By the third refueling break on day nine, Irina began to worry that the stress of spending eighteen hours or more at a time wishing for her own death to end the discomfort might be affecting her judgment. Twice she’d been sure a group of enlisted sailors looked at her with murder in their eyes. Raiden’s crew looked like she felt, and she knew if most were like her, they’d barely sl
ept, even with full doses of tranquilizers flooding their systems.
“Christ, Drazek,” Captain Meyer said when she entered the bridge. “If they didn’t hate you before, they goddamn sure hate you now.”
“I hate me,” she mumbled, her jaw and brain still sore from almost thirty hours in the tank. “I’ll show myself to the airlock if that will end it.”
Meyer laughed. “Oh no, there’s no way we’d let you off so easy. Much better to torture you along with us. But at least you have one redeeming quality.”
“What’s that?” she asked after plopping into the XO’s command chair.

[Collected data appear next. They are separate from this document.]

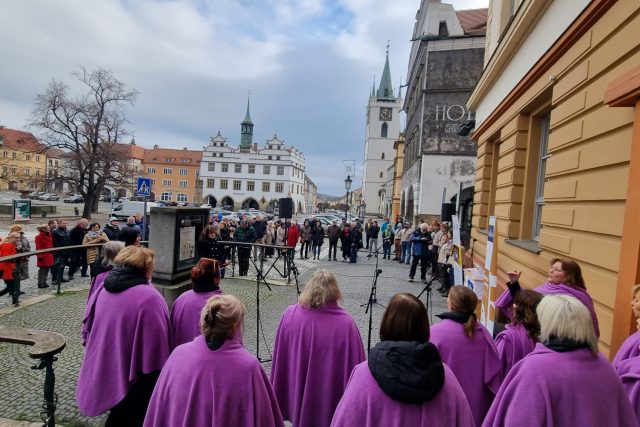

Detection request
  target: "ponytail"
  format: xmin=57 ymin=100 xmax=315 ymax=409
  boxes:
xmin=463 ymin=312 xmax=477 ymax=338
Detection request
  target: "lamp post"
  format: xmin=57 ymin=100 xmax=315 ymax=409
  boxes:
xmin=344 ymin=175 xmax=352 ymax=221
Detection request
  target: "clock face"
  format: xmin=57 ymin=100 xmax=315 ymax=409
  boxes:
xmin=379 ymin=107 xmax=392 ymax=121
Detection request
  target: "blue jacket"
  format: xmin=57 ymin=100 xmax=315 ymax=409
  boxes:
xmin=410 ymin=229 xmax=432 ymax=256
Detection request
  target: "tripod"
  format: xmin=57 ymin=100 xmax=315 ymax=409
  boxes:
xmin=247 ymin=243 xmax=273 ymax=363
xmin=417 ymin=272 xmax=438 ymax=319
xmin=361 ymin=245 xmax=385 ymax=352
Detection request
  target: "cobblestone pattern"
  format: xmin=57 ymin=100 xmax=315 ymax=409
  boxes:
xmin=0 ymin=244 xmax=448 ymax=425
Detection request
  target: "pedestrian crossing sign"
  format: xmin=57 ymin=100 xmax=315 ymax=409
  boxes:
xmin=136 ymin=177 xmax=152 ymax=197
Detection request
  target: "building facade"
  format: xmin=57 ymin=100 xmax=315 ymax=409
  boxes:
xmin=304 ymin=175 xmax=318 ymax=214
xmin=143 ymin=146 xmax=202 ymax=203
xmin=200 ymin=102 xmax=306 ymax=214
xmin=362 ymin=51 xmax=403 ymax=216
xmin=0 ymin=128 xmax=47 ymax=192
xmin=467 ymin=0 xmax=640 ymax=356
xmin=402 ymin=1 xmax=486 ymax=224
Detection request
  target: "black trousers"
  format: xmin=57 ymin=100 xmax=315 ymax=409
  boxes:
xmin=53 ymin=255 xmax=68 ymax=286
xmin=300 ymin=240 xmax=310 ymax=258
xmin=69 ymin=250 xmax=87 ymax=276
xmin=409 ymin=253 xmax=430 ymax=280
xmin=328 ymin=241 xmax=338 ymax=259
xmin=0 ymin=279 xmax=19 ymax=304
xmin=238 ymin=247 xmax=251 ymax=276
xmin=106 ymin=371 xmax=160 ymax=427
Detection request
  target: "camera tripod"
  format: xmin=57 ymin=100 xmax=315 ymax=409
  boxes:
xmin=361 ymin=245 xmax=385 ymax=352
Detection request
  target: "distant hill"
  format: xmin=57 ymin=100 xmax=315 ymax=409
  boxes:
xmin=317 ymin=193 xmax=342 ymax=201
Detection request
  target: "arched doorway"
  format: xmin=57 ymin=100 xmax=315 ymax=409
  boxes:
xmin=406 ymin=187 xmax=415 ymax=224
xmin=241 ymin=198 xmax=259 ymax=210
xmin=206 ymin=195 xmax=218 ymax=208
xmin=297 ymin=201 xmax=303 ymax=215
xmin=221 ymin=196 xmax=234 ymax=211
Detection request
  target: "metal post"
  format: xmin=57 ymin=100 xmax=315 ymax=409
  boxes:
xmin=33 ymin=355 xmax=58 ymax=427
xmin=143 ymin=197 xmax=148 ymax=241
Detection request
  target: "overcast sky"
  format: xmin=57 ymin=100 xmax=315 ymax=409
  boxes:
xmin=0 ymin=0 xmax=488 ymax=196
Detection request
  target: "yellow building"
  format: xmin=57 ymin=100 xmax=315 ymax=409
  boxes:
xmin=143 ymin=146 xmax=202 ymax=204
xmin=391 ymin=133 xmax=405 ymax=222
xmin=467 ymin=0 xmax=640 ymax=356
xmin=0 ymin=127 xmax=47 ymax=191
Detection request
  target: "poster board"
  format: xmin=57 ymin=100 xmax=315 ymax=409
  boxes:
xmin=451 ymin=215 xmax=463 ymax=286
xmin=12 ymin=199 xmax=31 ymax=221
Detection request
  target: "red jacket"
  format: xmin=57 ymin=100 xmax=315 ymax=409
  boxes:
xmin=35 ymin=231 xmax=54 ymax=268
xmin=0 ymin=241 xmax=17 ymax=280
xmin=287 ymin=224 xmax=300 ymax=247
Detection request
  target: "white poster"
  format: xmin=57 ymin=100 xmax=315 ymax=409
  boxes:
xmin=453 ymin=265 xmax=463 ymax=286
xmin=179 ymin=226 xmax=196 ymax=261
xmin=451 ymin=214 xmax=461 ymax=246
xmin=484 ymin=216 xmax=496 ymax=271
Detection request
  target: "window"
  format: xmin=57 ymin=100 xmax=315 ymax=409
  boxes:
xmin=222 ymin=163 xmax=229 ymax=172
xmin=277 ymin=166 xmax=284 ymax=175
xmin=10 ymin=168 xmax=16 ymax=174
xmin=277 ymin=156 xmax=281 ymax=160
xmin=381 ymin=122 xmax=388 ymax=138
xmin=275 ymin=183 xmax=283 ymax=193
xmin=532 ymin=114 xmax=551 ymax=241
xmin=179 ymin=180 xmax=188 ymax=188
xmin=36 ymin=155 xmax=40 ymax=162
xmin=264 ymin=165 xmax=270 ymax=174
xmin=163 ymin=168 xmax=172 ymax=174
xmin=55 ymin=160 xmax=59 ymax=167
xmin=35 ymin=170 xmax=40 ymax=176
xmin=163 ymin=179 xmax=172 ymax=186
xmin=262 ymin=182 xmax=270 ymax=192
xmin=4 ymin=152 xmax=9 ymax=158
xmin=181 ymin=159 xmax=189 ymax=163
xmin=177 ymin=194 xmax=188 ymax=202
xmin=379 ymin=172 xmax=383 ymax=178
xmin=233 ymin=180 xmax=241 ymax=190
xmin=247 ymin=181 xmax=255 ymax=191
xmin=26 ymin=155 xmax=31 ymax=161
xmin=268 ymin=155 xmax=272 ymax=160
xmin=12 ymin=152 xmax=16 ymax=159
xmin=235 ymin=164 xmax=242 ymax=173
xmin=24 ymin=169 xmax=30 ymax=176
xmin=381 ymin=152 xmax=385 ymax=160
xmin=220 ymin=179 xmax=228 ymax=189
xmin=161 ymin=192 xmax=172 ymax=201
xmin=220 ymin=153 xmax=224 ymax=157
xmin=248 ymin=165 xmax=255 ymax=174
xmin=147 ymin=167 xmax=156 ymax=174
xmin=207 ymin=178 xmax=215 ymax=188
xmin=208 ymin=163 xmax=215 ymax=172
xmin=179 ymin=168 xmax=188 ymax=175
xmin=150 ymin=179 xmax=156 ymax=185
xmin=438 ymin=21 xmax=449 ymax=36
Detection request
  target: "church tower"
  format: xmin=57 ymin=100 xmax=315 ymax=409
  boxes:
xmin=240 ymin=95 xmax=253 ymax=153
xmin=362 ymin=47 xmax=403 ymax=216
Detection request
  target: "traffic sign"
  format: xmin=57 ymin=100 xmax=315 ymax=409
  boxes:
xmin=136 ymin=177 xmax=152 ymax=197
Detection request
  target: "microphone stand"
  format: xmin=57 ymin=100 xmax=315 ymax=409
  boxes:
xmin=361 ymin=245 xmax=385 ymax=352
xmin=417 ymin=273 xmax=438 ymax=319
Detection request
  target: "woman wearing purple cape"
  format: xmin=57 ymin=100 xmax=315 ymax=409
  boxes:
xmin=484 ymin=294 xmax=637 ymax=427
xmin=496 ymin=258 xmax=600 ymax=337
xmin=143 ymin=294 xmax=283 ymax=427
xmin=170 ymin=257 xmax=223 ymax=349
xmin=331 ymin=293 xmax=474 ymax=427
xmin=271 ymin=269 xmax=365 ymax=427
xmin=76 ymin=246 xmax=171 ymax=426
xmin=613 ymin=284 xmax=640 ymax=423
xmin=430 ymin=286 xmax=503 ymax=427
xmin=494 ymin=289 xmax=542 ymax=375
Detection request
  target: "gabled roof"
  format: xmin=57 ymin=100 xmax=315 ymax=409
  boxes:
xmin=143 ymin=147 xmax=202 ymax=165
xmin=377 ymin=53 xmax=395 ymax=101
xmin=456 ymin=9 xmax=488 ymax=35
xmin=0 ymin=127 xmax=45 ymax=152
xmin=127 ymin=143 xmax=146 ymax=160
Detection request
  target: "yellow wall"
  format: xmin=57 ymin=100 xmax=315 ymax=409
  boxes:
xmin=0 ymin=148 xmax=47 ymax=191
xmin=471 ymin=0 xmax=640 ymax=355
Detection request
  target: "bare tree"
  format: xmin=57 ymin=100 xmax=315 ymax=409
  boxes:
xmin=29 ymin=67 xmax=138 ymax=218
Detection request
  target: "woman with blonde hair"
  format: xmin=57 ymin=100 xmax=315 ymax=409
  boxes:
xmin=83 ymin=222 xmax=109 ymax=266
xmin=34 ymin=224 xmax=54 ymax=288
xmin=332 ymin=293 xmax=473 ymax=426
xmin=430 ymin=286 xmax=502 ymax=427
xmin=271 ymin=269 xmax=365 ymax=427
xmin=170 ymin=258 xmax=223 ymax=348
xmin=77 ymin=246 xmax=171 ymax=426
xmin=484 ymin=295 xmax=637 ymax=426
xmin=496 ymin=258 xmax=600 ymax=337
xmin=10 ymin=224 xmax=30 ymax=281
xmin=144 ymin=294 xmax=283 ymax=426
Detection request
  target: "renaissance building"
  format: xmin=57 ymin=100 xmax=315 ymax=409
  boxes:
xmin=200 ymin=100 xmax=306 ymax=214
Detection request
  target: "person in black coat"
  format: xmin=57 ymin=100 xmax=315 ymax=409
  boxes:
xmin=69 ymin=218 xmax=89 ymax=279
xmin=103 ymin=218 xmax=120 ymax=241
xmin=310 ymin=220 xmax=325 ymax=260
xmin=197 ymin=224 xmax=227 ymax=278
xmin=339 ymin=224 xmax=351 ymax=262
xmin=350 ymin=223 xmax=362 ymax=264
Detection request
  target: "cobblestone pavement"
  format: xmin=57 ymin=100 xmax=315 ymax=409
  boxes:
xmin=0 ymin=243 xmax=448 ymax=426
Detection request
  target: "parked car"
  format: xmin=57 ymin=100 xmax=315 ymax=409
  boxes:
xmin=27 ymin=191 xmax=46 ymax=199
xmin=63 ymin=194 xmax=84 ymax=203
xmin=111 ymin=200 xmax=159 ymax=220
xmin=199 ymin=203 xmax=212 ymax=209
xmin=39 ymin=193 xmax=60 ymax=201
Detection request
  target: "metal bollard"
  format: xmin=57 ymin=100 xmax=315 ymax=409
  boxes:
xmin=74 ymin=207 xmax=79 ymax=216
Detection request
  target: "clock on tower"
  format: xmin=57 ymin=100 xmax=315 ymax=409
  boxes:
xmin=379 ymin=107 xmax=392 ymax=121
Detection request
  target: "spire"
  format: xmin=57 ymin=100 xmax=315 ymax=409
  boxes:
xmin=376 ymin=42 xmax=395 ymax=101
xmin=371 ymin=75 xmax=376 ymax=98
xmin=242 ymin=91 xmax=253 ymax=124
xmin=240 ymin=91 xmax=254 ymax=151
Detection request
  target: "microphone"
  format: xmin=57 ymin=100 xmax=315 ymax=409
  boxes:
xmin=376 ymin=269 xmax=382 ymax=275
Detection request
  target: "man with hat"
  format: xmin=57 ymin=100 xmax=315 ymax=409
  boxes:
xmin=103 ymin=217 xmax=120 ymax=241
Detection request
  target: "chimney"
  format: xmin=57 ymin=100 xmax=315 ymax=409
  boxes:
xmin=183 ymin=147 xmax=188 ymax=150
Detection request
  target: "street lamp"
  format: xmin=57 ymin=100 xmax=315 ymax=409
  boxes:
xmin=344 ymin=175 xmax=352 ymax=221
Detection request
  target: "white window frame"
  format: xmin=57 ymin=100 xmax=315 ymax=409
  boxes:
xmin=163 ymin=168 xmax=172 ymax=174
xmin=532 ymin=114 xmax=551 ymax=241
xmin=207 ymin=178 xmax=215 ymax=188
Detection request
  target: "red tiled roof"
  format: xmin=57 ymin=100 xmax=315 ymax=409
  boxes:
xmin=456 ymin=9 xmax=488 ymax=36
xmin=128 ymin=144 xmax=146 ymax=160
xmin=0 ymin=127 xmax=46 ymax=153
xmin=143 ymin=147 xmax=202 ymax=165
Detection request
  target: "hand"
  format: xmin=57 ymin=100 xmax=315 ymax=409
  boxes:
xmin=507 ymin=270 xmax=522 ymax=283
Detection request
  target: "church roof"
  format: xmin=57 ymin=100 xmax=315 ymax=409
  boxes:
xmin=376 ymin=52 xmax=395 ymax=101
xmin=242 ymin=96 xmax=253 ymax=124
xmin=456 ymin=9 xmax=487 ymax=35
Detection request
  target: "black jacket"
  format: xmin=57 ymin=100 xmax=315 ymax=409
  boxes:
xmin=197 ymin=236 xmax=223 ymax=261
xmin=252 ymin=220 xmax=267 ymax=239
xmin=369 ymin=340 xmax=445 ymax=404
xmin=102 ymin=224 xmax=120 ymax=241
xmin=310 ymin=226 xmax=325 ymax=245
xmin=69 ymin=225 xmax=87 ymax=246
xmin=52 ymin=226 xmax=70 ymax=248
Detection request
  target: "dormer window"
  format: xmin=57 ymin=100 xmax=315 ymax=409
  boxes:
xmin=439 ymin=21 xmax=448 ymax=36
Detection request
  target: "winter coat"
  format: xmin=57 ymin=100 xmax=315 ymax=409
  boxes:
xmin=327 ymin=225 xmax=341 ymax=243
xmin=35 ymin=231 xmax=54 ymax=268
xmin=410 ymin=230 xmax=432 ymax=256
xmin=340 ymin=228 xmax=351 ymax=247
xmin=197 ymin=236 xmax=223 ymax=262
xmin=300 ymin=226 xmax=311 ymax=243
xmin=0 ymin=241 xmax=18 ymax=280
xmin=102 ymin=224 xmax=120 ymax=241
xmin=369 ymin=225 xmax=380 ymax=239
xmin=287 ymin=225 xmax=300 ymax=247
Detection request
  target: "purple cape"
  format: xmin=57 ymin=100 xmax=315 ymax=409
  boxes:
xmin=430 ymin=319 xmax=503 ymax=427
xmin=614 ymin=331 xmax=640 ymax=369
xmin=483 ymin=343 xmax=637 ymax=427
xmin=81 ymin=271 xmax=110 ymax=346
xmin=615 ymin=355 xmax=640 ymax=424
xmin=330 ymin=362 xmax=474 ymax=427
xmin=494 ymin=323 xmax=536 ymax=376
xmin=270 ymin=302 xmax=365 ymax=427
xmin=495 ymin=282 xmax=600 ymax=337
xmin=143 ymin=335 xmax=283 ymax=427
xmin=76 ymin=283 xmax=172 ymax=417
xmin=87 ymin=270 xmax=110 ymax=302
xmin=170 ymin=288 xmax=223 ymax=349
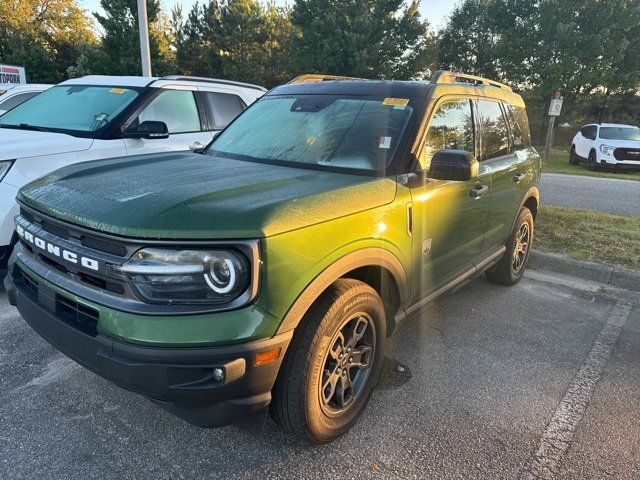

“You’re a mudfoot, so we’re all happy enough that you’re suffering more than anyone. It’s probably the only thing that has kept half of 1st shift alone from sabotaging your couch.”
“Jesus Christ,” Admiral Huang growled before she could reply. Huang stood just inside the bridge’s entry. “This is the worst trip I’ve ever been on.”
“Complaint noted,” Irina said, too tired to care.
“The only goddamn thing worth enjoying is the knowledge that you’re a goddamn mudfoot and probably hate this more than we do.”
“You’re a little late, Sir,” Meyer said with a chuckle.
“Late for what?” Huang asked in confusion.
“Captain Meyer already covered how everyone loves that I’m getting the worst of it,” she answered. “Literally ten seconds before you arrived.”
“Good,” Huang said and sat down. He donned the tactical helm and immediately reviewed the logs.
“How much more of this?” Lt. Aweke asked as he passed by the ship’s commanders.
“How badly do you want a promotion?” Meyer asked. Aweke’s frown made him smile. “Nine more days. No more refuels until we have Genesis-3 and -4 with us. Average of nineteen gravities for almost all of it until we slow down for the rendezvous.”